Moreover, the United States argues that a strike would upset the fragile security balance in the Middle East, perhaps triggering anew nuclear arms race and leaving everyone, including Israel and Iran, worse off.
On Sunday, Secretary of State Hillary Rodham Clinton implicitly urged Israel to set aside any plans it might have for attacking Iran, saying she hopes the Jewish state understands the value of American attempts at diplomacy.
Speaking on NBC's ``Meet The Press,'' Clinton also said she would not reveal any specifics of a possible ``defense umbrella'' to protect Mideast allies against an eventual Iranian bomb.
The umbrella idea, which Clinton offhandedly mentioned last week, has fueled Israel's uncertainty over U.S. policy under Obama even though she later backpedaled.
Iran says it is merely trying to develop nuclear reactors for domestic power generation. The U.S. and much of the rest of the world believes the Islamic regime is trying to build a nuclear weapon.
Israeli Prime Minister Benjamin Netanyahu had said Sunday he hopes to work out key policy disagreements with the U.S. during a series of meetings with high-profile American envoys. Gates was the second of a parade of Americans coming to Israel this week, and the only one for whom Israel's expansion of Jewish settlements was not a primary topic.
Israel is under heavy pressure to freeze construction in Israeli settlements in the West Bank and east Jerusalem, land the Palestinians want for their eventual state and capital.
Netanyahu has so far resisted, and the issue is a growing sore point between the U.S. and Israel.
U.S. Mideast envoy George Mitchell described the differences with Israel as ``discussions among friends,'' and ``not disputes among adversaries.'' He was in Israel a day ahead of Gates. National Security Adviser James Jones and top Iran and Mideast specialist Dennis Ross are expected in Israel later in the week.
Washington says the turnstile visits are a coincidence.
``Naturally, in the context of friendly relations between allies, there isn't agreement on all points, and on several issues we are trying to reach an understanding, in order to make progress together toward our shared goals _ peace, security and prosperity for the whole Middle East,'' Netanyahu said Sunday.
The U.S. says continued Israeli construction on lands claimed by the Palestinians threatens to undermine future peace talks.
Israel says some expansion must be permitted to accommodate the ``natural growth'' of settler families.
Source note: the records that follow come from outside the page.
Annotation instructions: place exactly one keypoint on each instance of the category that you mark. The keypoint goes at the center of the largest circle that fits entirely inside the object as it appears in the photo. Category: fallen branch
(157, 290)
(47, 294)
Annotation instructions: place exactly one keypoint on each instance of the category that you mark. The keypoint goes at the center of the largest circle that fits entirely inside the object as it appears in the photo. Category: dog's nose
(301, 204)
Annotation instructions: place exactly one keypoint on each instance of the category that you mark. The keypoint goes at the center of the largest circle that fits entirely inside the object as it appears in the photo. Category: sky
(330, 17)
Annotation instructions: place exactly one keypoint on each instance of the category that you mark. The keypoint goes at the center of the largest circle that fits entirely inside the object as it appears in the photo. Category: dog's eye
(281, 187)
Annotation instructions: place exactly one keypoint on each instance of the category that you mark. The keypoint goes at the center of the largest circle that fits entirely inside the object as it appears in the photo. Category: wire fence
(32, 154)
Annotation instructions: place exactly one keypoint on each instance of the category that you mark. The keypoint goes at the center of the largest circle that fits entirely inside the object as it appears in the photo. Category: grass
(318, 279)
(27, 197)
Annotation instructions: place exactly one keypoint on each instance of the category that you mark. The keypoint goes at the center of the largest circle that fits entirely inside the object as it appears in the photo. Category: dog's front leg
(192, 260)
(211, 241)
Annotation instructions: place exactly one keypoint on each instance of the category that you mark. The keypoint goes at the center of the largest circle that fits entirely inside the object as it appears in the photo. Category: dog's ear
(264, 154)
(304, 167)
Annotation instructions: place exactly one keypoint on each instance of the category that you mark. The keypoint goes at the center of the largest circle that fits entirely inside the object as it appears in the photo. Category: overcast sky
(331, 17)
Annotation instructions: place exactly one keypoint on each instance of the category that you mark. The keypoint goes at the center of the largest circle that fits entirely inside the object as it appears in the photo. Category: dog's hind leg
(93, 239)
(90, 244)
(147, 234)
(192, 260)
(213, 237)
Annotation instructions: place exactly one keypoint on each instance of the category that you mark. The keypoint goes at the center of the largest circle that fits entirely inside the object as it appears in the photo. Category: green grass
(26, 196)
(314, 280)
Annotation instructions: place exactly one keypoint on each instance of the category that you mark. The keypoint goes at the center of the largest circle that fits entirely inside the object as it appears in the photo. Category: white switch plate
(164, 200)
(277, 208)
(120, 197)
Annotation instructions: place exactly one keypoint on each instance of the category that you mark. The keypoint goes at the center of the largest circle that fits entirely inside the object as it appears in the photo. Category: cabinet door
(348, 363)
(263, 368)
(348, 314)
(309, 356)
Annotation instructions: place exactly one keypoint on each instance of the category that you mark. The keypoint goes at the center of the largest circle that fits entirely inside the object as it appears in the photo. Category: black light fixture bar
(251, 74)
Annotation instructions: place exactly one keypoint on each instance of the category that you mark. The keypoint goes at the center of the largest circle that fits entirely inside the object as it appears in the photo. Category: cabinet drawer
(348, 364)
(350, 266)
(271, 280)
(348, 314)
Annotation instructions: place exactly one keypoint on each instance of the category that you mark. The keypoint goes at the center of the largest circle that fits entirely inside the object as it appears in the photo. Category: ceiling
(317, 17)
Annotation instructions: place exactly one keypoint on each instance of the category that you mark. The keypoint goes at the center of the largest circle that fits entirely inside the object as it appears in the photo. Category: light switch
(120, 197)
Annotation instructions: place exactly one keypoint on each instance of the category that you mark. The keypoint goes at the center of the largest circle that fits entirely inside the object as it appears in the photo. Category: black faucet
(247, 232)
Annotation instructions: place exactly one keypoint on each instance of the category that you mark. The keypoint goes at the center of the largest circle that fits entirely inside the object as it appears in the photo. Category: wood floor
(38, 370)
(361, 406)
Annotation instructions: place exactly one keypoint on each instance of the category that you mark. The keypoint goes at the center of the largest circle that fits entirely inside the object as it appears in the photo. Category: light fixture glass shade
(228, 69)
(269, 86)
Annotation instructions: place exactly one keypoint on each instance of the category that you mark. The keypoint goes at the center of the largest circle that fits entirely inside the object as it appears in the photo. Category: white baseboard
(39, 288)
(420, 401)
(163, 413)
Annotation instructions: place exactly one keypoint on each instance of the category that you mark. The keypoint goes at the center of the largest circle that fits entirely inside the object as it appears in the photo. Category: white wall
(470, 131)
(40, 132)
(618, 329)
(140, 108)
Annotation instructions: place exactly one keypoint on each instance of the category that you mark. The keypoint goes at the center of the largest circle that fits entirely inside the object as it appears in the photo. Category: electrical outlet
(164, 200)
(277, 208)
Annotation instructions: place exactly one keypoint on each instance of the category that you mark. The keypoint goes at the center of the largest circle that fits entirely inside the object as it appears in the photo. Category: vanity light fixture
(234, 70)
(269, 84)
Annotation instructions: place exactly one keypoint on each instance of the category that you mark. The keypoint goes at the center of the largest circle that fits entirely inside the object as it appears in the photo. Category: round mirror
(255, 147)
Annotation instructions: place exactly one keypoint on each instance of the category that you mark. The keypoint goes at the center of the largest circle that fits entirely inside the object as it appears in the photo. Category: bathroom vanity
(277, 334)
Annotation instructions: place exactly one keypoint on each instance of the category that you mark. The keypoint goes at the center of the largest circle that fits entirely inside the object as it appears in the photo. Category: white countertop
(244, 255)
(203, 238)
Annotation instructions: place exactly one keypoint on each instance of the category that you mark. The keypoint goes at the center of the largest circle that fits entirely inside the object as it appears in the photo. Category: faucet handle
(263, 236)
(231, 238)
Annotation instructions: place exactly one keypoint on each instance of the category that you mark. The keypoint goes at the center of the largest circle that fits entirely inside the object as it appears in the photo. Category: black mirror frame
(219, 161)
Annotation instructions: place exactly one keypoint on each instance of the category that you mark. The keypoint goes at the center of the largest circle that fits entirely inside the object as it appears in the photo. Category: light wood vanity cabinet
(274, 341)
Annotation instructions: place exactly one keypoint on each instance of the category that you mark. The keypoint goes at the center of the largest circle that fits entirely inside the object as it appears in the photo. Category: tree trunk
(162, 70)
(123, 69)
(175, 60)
An Israeli paper reported Monday that the number of Jewish settlers in the West Bank is now more than 300,000. The daily Haaretz, using military statistics, put the number of West Bank settlers at 304,569 _ a 2.3 percent increase since January.
The number of Israeli settlers has more than doubled since themid-1990s in the West Bank, which is home to around 2.5 million Palestinians. Another 180,000 Palestinians live in east Jerusalem.